Proprio la necessità di affrontare queste crisi ci indica tuttavia una strada percorribile.
Ricondurre alla ragionevolezza queste discussioni è così difficile essenzialmente per due motivi. Il primo è che i cittadini vengono messi di fronte a qualcosa di nuovo (e ovviamente delicato) che non riescono a capire o a valutare perché non hanno gli strumenti per farlo e lì per lì non ci sono il tempo e la serenità per acquisirli. Chi ha chiaro ad esempio perché singoli casi non hanno importanza per valutare una terapia, ma servono sperimentazioni cliniche rigorose? Il secondo motivo è che gli esperti o le istituzioni scientifiche che prendono la parola sono agli occhi del pubblico degli illustri sconosciuti. E’ comprensibile che l’uomo della strada si chieda chi sia l’oncologo che parla in televisione, e perché dovrebbe fidarsi più di lui che del simpatico vecchietto che giura di saper curare il cancro.
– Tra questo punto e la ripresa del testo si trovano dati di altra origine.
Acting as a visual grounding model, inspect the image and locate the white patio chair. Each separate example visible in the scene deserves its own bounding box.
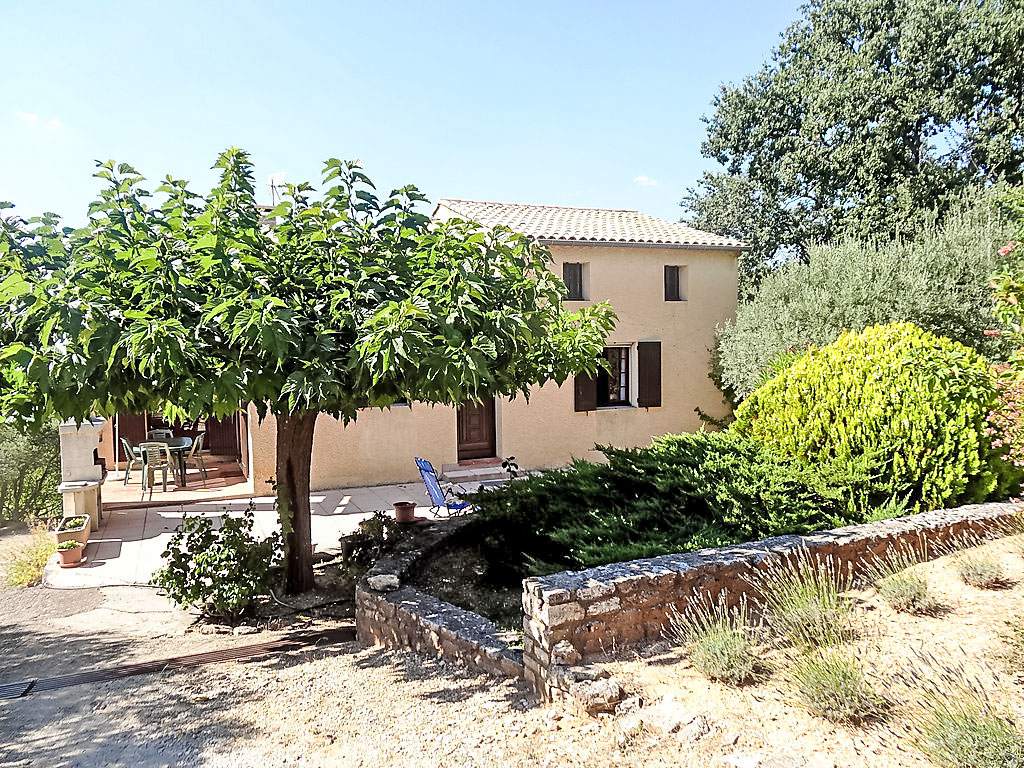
[139,441,174,499]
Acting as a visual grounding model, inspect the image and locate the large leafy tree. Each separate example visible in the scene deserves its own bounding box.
[683,0,1024,288]
[0,150,615,592]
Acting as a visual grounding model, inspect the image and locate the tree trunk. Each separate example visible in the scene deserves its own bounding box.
[275,409,318,594]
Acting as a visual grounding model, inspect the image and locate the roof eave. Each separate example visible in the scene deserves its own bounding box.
[538,238,750,252]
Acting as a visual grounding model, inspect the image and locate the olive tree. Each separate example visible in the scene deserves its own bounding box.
[0,149,616,592]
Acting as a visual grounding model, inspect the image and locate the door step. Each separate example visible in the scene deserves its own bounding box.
[442,461,507,484]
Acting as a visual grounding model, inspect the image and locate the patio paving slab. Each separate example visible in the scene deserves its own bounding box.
[43,483,442,589]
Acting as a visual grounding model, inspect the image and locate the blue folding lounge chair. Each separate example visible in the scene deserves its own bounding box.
[415,457,472,516]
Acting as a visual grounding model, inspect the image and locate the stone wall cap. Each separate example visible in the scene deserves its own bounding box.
[528,501,1020,593]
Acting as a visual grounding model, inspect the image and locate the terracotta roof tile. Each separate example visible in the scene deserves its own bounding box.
[434,199,746,249]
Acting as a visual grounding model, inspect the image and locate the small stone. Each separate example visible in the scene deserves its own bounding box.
[551,640,582,665]
[233,625,258,636]
[639,639,671,658]
[615,695,643,716]
[586,597,621,616]
[198,624,231,635]
[577,580,615,601]
[367,574,400,591]
[554,664,610,684]
[679,715,710,743]
[568,677,624,716]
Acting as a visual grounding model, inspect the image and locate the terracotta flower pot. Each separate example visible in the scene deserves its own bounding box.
[57,545,84,568]
[393,501,417,523]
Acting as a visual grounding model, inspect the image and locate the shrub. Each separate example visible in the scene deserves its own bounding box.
[987,367,1024,481]
[918,704,1024,768]
[339,511,407,573]
[666,595,765,686]
[716,197,1017,400]
[468,431,868,580]
[790,649,887,724]
[864,545,942,615]
[733,322,1021,512]
[151,508,282,621]
[56,540,82,551]
[3,529,55,587]
[1002,620,1024,670]
[902,650,1024,767]
[877,575,940,615]
[746,549,855,649]
[955,553,1009,589]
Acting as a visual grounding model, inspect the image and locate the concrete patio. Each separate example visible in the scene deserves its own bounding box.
[44,482,462,588]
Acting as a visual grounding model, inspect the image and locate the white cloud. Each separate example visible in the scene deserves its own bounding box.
[633,175,659,187]
[45,119,60,130]
[16,111,39,123]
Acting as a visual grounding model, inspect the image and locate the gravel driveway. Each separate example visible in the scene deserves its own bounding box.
[0,574,720,768]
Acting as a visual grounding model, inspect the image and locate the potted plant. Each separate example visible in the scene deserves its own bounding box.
[55,515,90,546]
[393,501,417,523]
[56,540,85,568]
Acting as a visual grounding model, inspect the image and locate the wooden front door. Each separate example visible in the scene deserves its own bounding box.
[457,399,496,460]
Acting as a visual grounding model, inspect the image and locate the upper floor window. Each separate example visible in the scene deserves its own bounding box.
[664,265,688,301]
[563,262,587,301]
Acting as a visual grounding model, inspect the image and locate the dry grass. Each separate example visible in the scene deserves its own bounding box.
[899,652,1024,768]
[863,544,945,615]
[665,594,767,686]
[2,527,55,587]
[745,548,856,649]
[789,646,888,724]
[955,552,1011,589]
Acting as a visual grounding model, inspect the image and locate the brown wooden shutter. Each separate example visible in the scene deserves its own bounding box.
[563,263,584,300]
[574,372,597,412]
[637,341,662,407]
[664,265,680,301]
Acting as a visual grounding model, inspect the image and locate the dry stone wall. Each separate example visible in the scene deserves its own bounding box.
[355,517,524,679]
[521,501,1020,702]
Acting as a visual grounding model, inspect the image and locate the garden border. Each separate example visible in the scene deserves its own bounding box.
[355,501,1021,711]
[355,517,524,679]
[520,500,1021,703]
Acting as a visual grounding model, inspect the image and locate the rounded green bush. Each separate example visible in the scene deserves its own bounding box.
[733,322,1017,511]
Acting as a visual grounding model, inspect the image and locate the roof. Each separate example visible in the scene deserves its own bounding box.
[434,199,747,250]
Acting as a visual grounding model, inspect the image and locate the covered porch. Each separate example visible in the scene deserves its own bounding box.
[98,410,254,510]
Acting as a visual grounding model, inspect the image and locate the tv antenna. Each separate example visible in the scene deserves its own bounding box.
[267,171,286,205]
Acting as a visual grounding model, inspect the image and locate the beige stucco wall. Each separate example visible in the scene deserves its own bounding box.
[248,402,460,492]
[246,241,738,491]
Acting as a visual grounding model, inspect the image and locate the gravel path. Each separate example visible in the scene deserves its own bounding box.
[8,532,1022,767]
[0,575,690,768]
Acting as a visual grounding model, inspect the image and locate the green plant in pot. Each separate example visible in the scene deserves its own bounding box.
[56,539,84,568]
[55,515,90,547]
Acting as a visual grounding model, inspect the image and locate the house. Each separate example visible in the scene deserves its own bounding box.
[100,200,744,490]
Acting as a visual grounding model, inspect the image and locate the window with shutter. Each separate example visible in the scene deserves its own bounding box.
[664,265,679,301]
[596,347,630,407]
[574,371,597,412]
[665,265,687,301]
[563,262,586,301]
[637,341,662,407]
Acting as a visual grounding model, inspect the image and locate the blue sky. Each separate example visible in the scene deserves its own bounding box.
[1,1,800,225]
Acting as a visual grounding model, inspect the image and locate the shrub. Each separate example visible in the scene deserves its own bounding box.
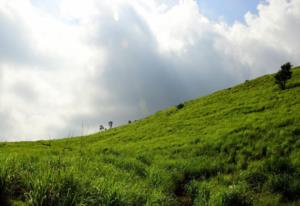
[176,103,184,110]
[274,62,292,90]
[108,121,113,129]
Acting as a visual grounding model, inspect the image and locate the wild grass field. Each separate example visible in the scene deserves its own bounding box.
[0,67,300,206]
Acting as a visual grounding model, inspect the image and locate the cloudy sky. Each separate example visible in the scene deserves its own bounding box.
[0,0,299,141]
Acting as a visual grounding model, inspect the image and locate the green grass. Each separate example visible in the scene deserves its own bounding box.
[1,67,300,206]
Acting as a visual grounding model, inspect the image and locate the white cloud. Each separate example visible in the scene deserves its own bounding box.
[0,0,299,140]
[219,0,300,77]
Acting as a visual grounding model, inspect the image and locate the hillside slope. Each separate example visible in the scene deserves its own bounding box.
[1,67,300,206]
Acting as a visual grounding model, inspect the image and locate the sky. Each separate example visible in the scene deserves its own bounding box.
[0,0,299,141]
[197,0,262,23]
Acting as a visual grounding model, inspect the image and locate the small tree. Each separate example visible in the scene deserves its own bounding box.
[176,103,184,110]
[275,62,292,90]
[108,121,113,129]
[99,125,104,131]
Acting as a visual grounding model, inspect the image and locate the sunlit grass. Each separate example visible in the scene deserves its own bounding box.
[0,67,300,205]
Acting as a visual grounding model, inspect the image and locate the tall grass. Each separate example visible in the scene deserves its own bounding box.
[0,68,300,205]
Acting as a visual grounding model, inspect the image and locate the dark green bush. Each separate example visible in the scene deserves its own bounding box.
[176,103,184,110]
[274,62,292,90]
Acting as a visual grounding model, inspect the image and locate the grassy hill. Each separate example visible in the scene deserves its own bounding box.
[0,67,300,206]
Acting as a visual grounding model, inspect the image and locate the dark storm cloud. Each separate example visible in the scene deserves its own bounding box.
[91,5,189,117]
[66,4,241,132]
[170,34,239,96]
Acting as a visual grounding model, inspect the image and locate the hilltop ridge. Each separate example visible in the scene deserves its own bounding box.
[0,67,300,206]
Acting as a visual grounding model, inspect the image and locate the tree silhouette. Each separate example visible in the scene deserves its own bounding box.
[99,125,104,131]
[176,103,184,110]
[275,62,292,90]
[108,121,113,129]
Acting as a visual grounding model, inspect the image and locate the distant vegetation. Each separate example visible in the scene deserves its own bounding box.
[176,103,184,110]
[0,66,300,205]
[108,121,113,129]
[275,62,293,90]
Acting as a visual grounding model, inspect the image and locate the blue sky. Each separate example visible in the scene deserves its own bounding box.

A ben poco serve infatti la comunicazione “di crisi”, anche se affidata a un mago delle pubbliche relazioni, se non c’è stata comunicazione anche prima, “in tempo di pace”. Una comunicazione fatta di presenza periodica sui media, servizi informativi, mostre, formazione nelle scuole e quant’altro può servire a tenere i cittadini ragionevolmente aggiornati, a farsi conoscere e apprezzare, a creare e mantenere aperti dei canali di comunicazione, a conquistare la fiducia del pubblico come delle istituzioni. Si tratta anche di un ottimo modo per imparare quest’arte non facile.
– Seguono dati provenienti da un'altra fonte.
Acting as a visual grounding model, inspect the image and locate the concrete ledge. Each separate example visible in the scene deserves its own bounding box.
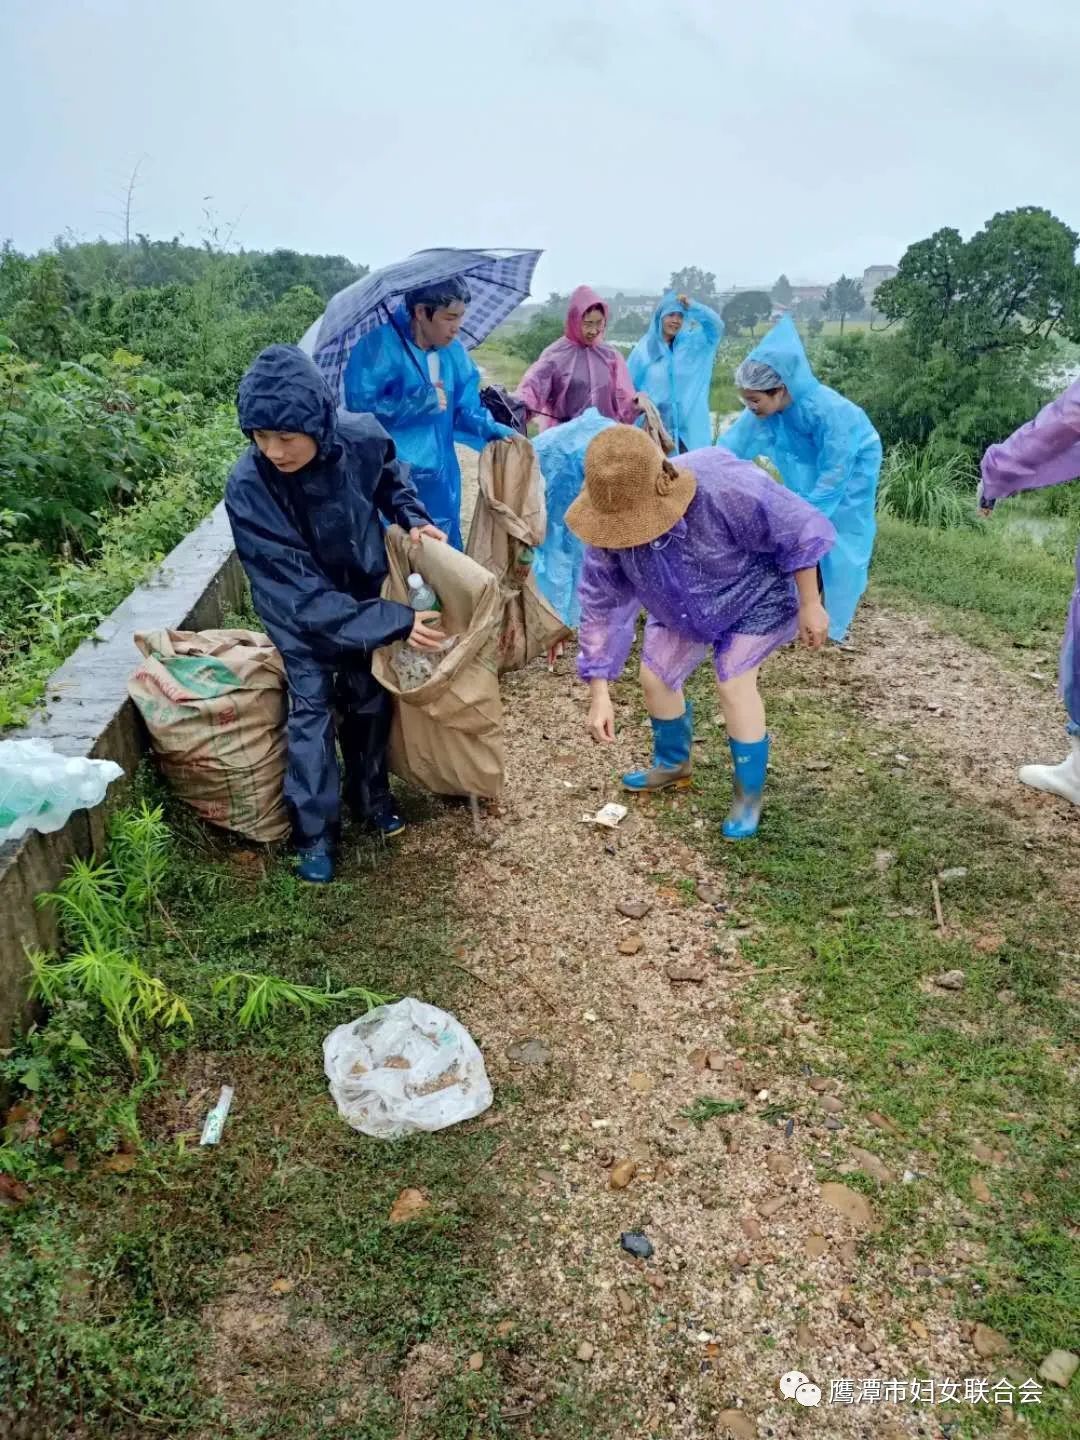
[0,502,244,1041]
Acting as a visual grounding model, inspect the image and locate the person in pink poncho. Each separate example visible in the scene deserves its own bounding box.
[980,379,1080,806]
[515,286,642,431]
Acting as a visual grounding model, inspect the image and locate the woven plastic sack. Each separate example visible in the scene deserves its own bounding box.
[128,629,289,843]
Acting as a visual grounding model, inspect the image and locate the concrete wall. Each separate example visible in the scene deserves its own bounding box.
[0,502,244,1042]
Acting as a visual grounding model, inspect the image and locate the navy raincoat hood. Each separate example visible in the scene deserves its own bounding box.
[237,344,339,458]
[225,345,432,671]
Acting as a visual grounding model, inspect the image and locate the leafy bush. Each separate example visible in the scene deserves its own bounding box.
[0,344,191,551]
[0,401,239,726]
[503,312,563,365]
[813,330,1051,464]
[877,445,979,529]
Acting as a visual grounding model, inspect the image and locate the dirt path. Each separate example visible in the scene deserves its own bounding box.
[388,457,1077,1436]
[838,605,1079,860]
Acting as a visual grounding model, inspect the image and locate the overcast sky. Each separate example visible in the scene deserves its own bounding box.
[3,0,1078,296]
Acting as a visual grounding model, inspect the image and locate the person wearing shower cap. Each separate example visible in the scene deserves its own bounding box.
[718,316,882,641]
[343,274,516,548]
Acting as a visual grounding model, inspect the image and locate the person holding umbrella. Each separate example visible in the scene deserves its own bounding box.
[342,276,518,548]
[225,345,448,884]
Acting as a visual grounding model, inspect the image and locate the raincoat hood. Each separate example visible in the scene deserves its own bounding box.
[565,286,610,346]
[640,292,689,362]
[237,345,338,457]
[744,317,816,401]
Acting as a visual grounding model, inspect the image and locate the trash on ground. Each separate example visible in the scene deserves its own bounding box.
[389,1187,431,1224]
[582,803,628,828]
[0,740,124,844]
[324,997,493,1139]
[199,1085,235,1146]
[620,1230,654,1260]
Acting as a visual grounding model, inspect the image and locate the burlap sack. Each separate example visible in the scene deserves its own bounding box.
[466,436,571,672]
[371,530,505,799]
[637,395,676,455]
[129,629,289,843]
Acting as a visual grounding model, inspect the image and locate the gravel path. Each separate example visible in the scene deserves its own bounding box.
[382,466,1071,1435]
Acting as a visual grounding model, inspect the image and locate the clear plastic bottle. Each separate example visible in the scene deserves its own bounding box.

La forza contrattuale dei National Institutes of Health americani, ad esempio, è dovuta anche ai chiari, completi e affidabili servizi informativi che essi offrono sul Web. Solo su questa base hanno potuto contestare il taglio dei loro finanziamenti e riuscire alla fine a farseli aumentare. Il telescopio spaziale Hubble sarà tenuto in vita perché astrofili e comuni cittadini sono affascinati dalle sue foto e dalle sue scoperte, che da 15 anni uno staff di 40 persone si preoccupa di diffondere in tutto il mondo. E gli esempi potrebbero continuare. Non a caso, la comunicazione già assorbe in media l’1% del budget dei grandi istituti di ricerca internazionali, e il 2% di quello della NASA.
La sostenibilità dell’impresa scientifica e dei suoi ritmi di innovazione potrà essere assicurata solo se essa saprà comunicare con la società molto di più, in modo molto più efficace e con molta più continuità. A tutti i livelli, nel settore pubblico come in quello privato. Non diversamente da come hanno da tempo imparato a fare altri soggetti, dalle grandi imprese alla Chiesa cattolica, dalle rappresentanze sociali all’Arma dei Carabinieri.
Per il mondo della ricerca sarà una “fatica” (in termini di impegno, tempo, risorse, creatività) che come quella di Sisifo è destinata a non finire mai. Perché il nuovo continuerà a rendere inutile ciò che è stato appena conquistato, costringendolo a ricominciare daccapo. Ma non potrà fare a meno di farlo.
*Giovanni Carrada è autore di “Comunicare la Scienza, kit di sopravvivenza per ricercatori”, Sironi editore, 2005.